For people with diabetes, managing the disease can be difficult. Diet is the most important factor in any diabetes treatment plan, but ongoing medical care and lifestyle changes also are needed in most cases. What’s needed is a total management plan, and the DSMES program uses proven methods to provide that.
The DSMES program is a comprehensive educational resource, offering essential instruction about diet, nutrition, medication, and monitoring glucose levels, as well as guidance on lifestyle changes that can affect how patients manage their condition. Participants also learn how to cope with changes in living arrangements, new doctors or insurance plans, depression, financial problems, and being diagnosed with other medical conditions.

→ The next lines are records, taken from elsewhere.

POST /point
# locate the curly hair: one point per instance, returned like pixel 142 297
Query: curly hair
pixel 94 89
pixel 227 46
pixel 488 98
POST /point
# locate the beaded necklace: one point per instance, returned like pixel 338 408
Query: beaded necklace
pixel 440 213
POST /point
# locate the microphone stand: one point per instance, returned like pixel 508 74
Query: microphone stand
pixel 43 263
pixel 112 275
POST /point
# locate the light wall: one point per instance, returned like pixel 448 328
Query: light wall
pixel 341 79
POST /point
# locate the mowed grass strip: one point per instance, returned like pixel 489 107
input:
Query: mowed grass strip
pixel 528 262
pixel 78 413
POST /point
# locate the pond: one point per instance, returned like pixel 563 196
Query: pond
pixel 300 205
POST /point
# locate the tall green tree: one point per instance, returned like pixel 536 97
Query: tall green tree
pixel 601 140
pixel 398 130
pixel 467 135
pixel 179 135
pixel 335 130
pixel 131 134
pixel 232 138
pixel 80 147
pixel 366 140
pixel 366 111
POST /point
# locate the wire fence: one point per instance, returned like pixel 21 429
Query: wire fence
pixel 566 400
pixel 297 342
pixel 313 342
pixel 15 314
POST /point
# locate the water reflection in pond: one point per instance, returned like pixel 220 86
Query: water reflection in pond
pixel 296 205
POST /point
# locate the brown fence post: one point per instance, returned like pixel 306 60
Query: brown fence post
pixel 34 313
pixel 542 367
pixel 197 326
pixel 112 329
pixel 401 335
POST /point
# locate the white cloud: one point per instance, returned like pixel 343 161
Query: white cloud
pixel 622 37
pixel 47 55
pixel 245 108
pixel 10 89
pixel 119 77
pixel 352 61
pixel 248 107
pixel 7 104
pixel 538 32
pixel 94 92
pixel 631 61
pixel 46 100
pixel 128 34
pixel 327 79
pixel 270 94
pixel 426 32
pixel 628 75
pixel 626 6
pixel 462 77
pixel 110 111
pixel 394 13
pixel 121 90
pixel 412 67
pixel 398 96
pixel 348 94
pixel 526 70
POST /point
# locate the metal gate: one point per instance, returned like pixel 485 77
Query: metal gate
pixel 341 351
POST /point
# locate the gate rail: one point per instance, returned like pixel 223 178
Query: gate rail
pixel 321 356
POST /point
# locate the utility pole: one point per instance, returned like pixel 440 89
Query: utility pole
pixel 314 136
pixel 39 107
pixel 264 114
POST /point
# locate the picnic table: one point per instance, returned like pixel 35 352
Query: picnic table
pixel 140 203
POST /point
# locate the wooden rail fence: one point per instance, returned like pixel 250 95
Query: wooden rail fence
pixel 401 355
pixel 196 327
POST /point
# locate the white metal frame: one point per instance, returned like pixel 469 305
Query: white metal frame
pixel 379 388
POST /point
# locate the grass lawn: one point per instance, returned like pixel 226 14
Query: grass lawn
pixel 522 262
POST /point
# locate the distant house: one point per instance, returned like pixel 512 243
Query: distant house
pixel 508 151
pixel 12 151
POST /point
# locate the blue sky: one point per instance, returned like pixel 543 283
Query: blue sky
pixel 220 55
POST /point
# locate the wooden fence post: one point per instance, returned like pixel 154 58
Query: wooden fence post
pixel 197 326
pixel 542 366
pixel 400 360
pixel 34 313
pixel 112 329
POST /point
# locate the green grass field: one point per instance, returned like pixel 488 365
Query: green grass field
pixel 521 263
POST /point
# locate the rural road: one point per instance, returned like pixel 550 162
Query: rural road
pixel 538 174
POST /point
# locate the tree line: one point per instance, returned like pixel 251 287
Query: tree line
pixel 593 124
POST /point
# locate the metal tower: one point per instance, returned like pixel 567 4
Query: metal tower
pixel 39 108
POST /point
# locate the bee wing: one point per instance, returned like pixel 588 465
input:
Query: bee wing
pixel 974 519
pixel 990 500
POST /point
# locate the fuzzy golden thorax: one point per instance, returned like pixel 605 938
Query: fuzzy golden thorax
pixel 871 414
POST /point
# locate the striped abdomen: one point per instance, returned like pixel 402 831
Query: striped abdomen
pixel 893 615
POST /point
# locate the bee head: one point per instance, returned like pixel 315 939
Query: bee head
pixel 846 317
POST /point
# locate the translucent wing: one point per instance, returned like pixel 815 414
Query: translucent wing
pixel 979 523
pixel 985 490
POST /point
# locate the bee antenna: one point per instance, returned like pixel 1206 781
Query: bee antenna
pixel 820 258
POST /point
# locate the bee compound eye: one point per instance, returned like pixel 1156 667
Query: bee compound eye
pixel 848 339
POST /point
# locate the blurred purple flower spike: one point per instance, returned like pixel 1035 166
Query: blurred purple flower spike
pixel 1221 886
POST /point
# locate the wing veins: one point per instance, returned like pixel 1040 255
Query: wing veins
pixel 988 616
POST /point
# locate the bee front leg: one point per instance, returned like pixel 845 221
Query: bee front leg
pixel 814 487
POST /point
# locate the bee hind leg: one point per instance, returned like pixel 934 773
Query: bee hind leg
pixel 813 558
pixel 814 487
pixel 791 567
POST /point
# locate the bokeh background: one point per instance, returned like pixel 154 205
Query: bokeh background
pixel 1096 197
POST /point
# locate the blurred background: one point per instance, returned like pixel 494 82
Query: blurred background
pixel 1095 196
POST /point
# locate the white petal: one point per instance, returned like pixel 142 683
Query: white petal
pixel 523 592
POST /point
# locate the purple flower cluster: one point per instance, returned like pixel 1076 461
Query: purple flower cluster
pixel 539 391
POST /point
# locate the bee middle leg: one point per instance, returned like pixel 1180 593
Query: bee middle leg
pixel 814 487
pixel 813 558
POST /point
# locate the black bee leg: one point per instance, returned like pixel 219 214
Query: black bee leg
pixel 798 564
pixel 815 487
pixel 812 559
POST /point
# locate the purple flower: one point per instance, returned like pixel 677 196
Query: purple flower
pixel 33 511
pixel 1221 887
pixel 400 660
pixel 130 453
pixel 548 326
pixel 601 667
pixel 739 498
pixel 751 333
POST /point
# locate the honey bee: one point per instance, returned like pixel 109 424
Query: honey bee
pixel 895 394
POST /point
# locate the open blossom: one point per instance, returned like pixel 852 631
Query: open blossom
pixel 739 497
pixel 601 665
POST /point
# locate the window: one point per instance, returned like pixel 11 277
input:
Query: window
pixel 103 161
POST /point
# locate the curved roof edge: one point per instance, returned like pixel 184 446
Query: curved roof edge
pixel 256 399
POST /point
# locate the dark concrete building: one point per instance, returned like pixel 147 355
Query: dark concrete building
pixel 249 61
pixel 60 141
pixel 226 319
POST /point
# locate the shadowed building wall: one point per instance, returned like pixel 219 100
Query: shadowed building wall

Registered dietitians and certified diabetes educators (CDEs) conduct the classes, which are covered by most insurance plans and ideal for patients referred by their primary care doctor or endocrinologist. Data show that people with diabetes who attend an education program such as DSMES have better glucose and A1c numbers. Also, they are less likely to have complications from diabetes such as amputations, blindness, and kidney failure.
More Patients Needed
Held at The Kirklin Clinic of UAB Hospital, the DSMES classes offer convenience and ease of access. Most importantly, the program at UAB Medicine meets requirements established by the ADA. UAB Medicine Diabetes and Nutrition Education Services Supervisor Barbara Roberts, MS, RDN, LDN, CDE, says this 2021 marks the 10th year that the program has met the national standards.
“Our DSMES was just approved for our four-year cycle, as it has been for years,” Roberts says. “There are 10 criteria we must meet. We achieve this recognition from data we submit that track our outcomes and show evidence that we are meeting national standards set by the ADA.”
Roberts urges providers to inform their patients with diabetes about this resource.
“With the current high rate of diabetes in our state, we should be seeing many more patients each month,” Roberts says. “Our no-show rate is a problem as well. It may be that they don’t learn about DSMES from providers or aren’t strongly encouraged to attend, even if they are made aware of the classes. Research shows that when physicians refer patients to a diabetes education clinic, they are more likely to attend. We want to get the message out to providers that DSMES is a valuable benefit.”